Basically, we are demographic well represented in those high street shops buying those things but not one to be considered for free sponsorship – it is probably indicative of how the “community” has not matured into a pressure group with clout that demands to be noticed, respected and catered to.

This also meant the setting was completely cash-based, no mobile cash dispensers or card reading facilities for electronic payments.

Tribes, clans and nations

Walking around the park, the layout on paper belies the fact that most stalls were not prefabricated spaces but slum-like hutches all seemingly held up solidly but could be blown over if the fox really had a good huff at it.

The place was alive, people made do with what they have and showed up to celebrated, the crowd was global in representation and decibels banged on decibels for the variety of music at play.

There were flags above stalls all around the place, the Surinam flag fluttered in the wind in many places, just as the Ghanaian, the Jamaican, the Zairean and even the Nigerian, in five different places.

Much as the festival was multicultural, the stall holders did not come as nations, they came as tribes and clans, Northern Niger was not represented, the Western Nigerians gave a Yoruba feel to their setup and there were two distinct clans from Eastern Nigeria.

All characters came out to play as the sun went down, the eccentric, the embarrassing, the entertaining and the nuisance, the funny and the downright outrageous; there was scope for much and a good police presence for a sense of safety and security.

Within these communities, I could not help but notice the powerful women who controlled the business in the stalls, where many of the male hands took their marching orders off the ladies, they, commendably are the backbone of many of these ethnic minority settings.

Settling down to the vibe

On a second loiter round the grounds there was a football tournament going on and for a split second I thought it was women’s soccer until I realised the chests were telling me something different from the amount of long braided hair on display, that is the way many men look nowadays, hours and hours at the hairdressers doing their hair. Phew!
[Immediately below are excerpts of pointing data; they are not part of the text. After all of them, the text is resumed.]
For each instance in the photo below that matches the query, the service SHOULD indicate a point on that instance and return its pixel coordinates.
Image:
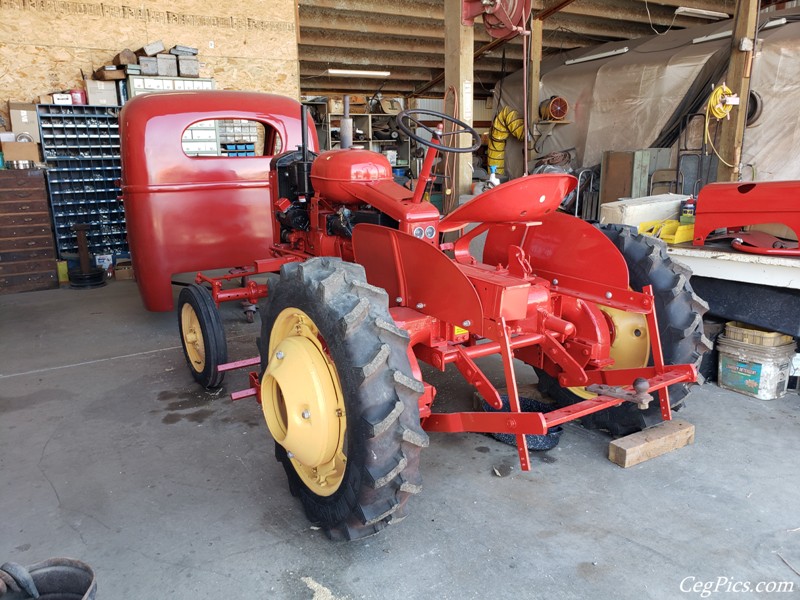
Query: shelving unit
(81, 148)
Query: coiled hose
(507, 122)
(718, 108)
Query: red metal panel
(501, 295)
(522, 200)
(564, 247)
(185, 213)
(722, 205)
(419, 274)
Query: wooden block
(655, 441)
(151, 49)
(126, 57)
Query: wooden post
(534, 74)
(738, 80)
(458, 63)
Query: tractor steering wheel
(408, 120)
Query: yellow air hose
(507, 122)
(718, 108)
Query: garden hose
(718, 108)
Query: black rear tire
(202, 335)
(383, 435)
(680, 323)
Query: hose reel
(554, 108)
(502, 18)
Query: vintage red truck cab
(188, 213)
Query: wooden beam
(738, 80)
(458, 67)
(534, 70)
(654, 441)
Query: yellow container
(62, 270)
(671, 231)
(750, 334)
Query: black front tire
(679, 312)
(202, 335)
(383, 436)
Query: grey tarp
(624, 102)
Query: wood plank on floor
(657, 440)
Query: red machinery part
(190, 213)
(736, 205)
(502, 18)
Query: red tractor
(368, 289)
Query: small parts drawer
(26, 243)
(20, 230)
(23, 219)
(24, 282)
(22, 205)
(29, 266)
(14, 180)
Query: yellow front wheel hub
(303, 403)
(630, 347)
(193, 338)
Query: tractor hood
(334, 168)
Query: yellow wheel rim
(193, 338)
(631, 343)
(303, 404)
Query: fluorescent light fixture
(575, 61)
(774, 23)
(712, 37)
(358, 73)
(712, 15)
(729, 33)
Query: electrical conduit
(507, 122)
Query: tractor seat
(522, 200)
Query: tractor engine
(316, 198)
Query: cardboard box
(149, 65)
(633, 211)
(101, 93)
(109, 73)
(24, 119)
(126, 57)
(20, 151)
(167, 65)
(151, 49)
(123, 270)
(335, 106)
(62, 99)
(183, 51)
(188, 66)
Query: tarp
(633, 100)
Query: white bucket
(758, 371)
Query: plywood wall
(244, 45)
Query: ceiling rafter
(407, 38)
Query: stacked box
(188, 66)
(167, 65)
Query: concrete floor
(109, 453)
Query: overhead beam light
(700, 13)
(729, 33)
(358, 73)
(575, 61)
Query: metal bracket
(640, 398)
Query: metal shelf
(81, 186)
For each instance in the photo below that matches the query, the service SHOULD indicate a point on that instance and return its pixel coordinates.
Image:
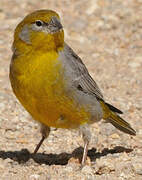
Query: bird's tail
(112, 117)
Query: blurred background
(107, 35)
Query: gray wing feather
(80, 73)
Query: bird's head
(41, 30)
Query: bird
(53, 84)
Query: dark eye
(39, 23)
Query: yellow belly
(40, 87)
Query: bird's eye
(39, 23)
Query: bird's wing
(82, 79)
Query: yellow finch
(53, 84)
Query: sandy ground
(107, 35)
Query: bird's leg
(45, 130)
(86, 137)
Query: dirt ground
(107, 35)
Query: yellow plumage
(51, 81)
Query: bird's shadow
(24, 155)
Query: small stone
(115, 136)
(34, 176)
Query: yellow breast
(39, 84)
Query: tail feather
(121, 124)
(110, 115)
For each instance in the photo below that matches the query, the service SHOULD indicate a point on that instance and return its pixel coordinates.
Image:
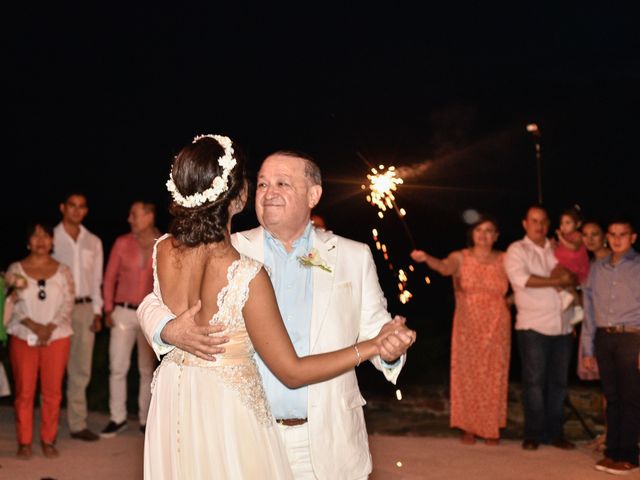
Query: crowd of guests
(554, 286)
(57, 296)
We had food at the Zaire stand which belonged to an acquaintance of my friend’s lady, spicy spare ribs, fried plantain, fried rice and lots of salad – it was quite filling.

We then returned to the big Nigerian gathering where I was not too sure that the music was that representative apart from the fact that Nigerians were the performers, the language at times was parental advisory rather than just advisory and we were regaled with the provocative dancing of a rather well dressed lady of a certain age.

Everyone was doing what that dear Motown dance coach warned performers not to do, wiggling backsides in jerking motions that could call for radical hip replacement surgery, I was not ready to do my back in as I nodded my head at times and shook my shoulders a bit, the fanfare was exhilarating.

There would be Kwakoe again

The damning part for me was that in 9 years of living in Amsterdam my not being an ethnic minority community person meant I literally knew none of the people out there, whether that is a good or bad thing – well who knows?

I think I would do Kwakoe again, we left when it seemed the party was about to start and that was just gone 8 o’ clock, my friends insisted in getting me back home, it was a beautiful setting and wonderful evening of taste, colour and noise.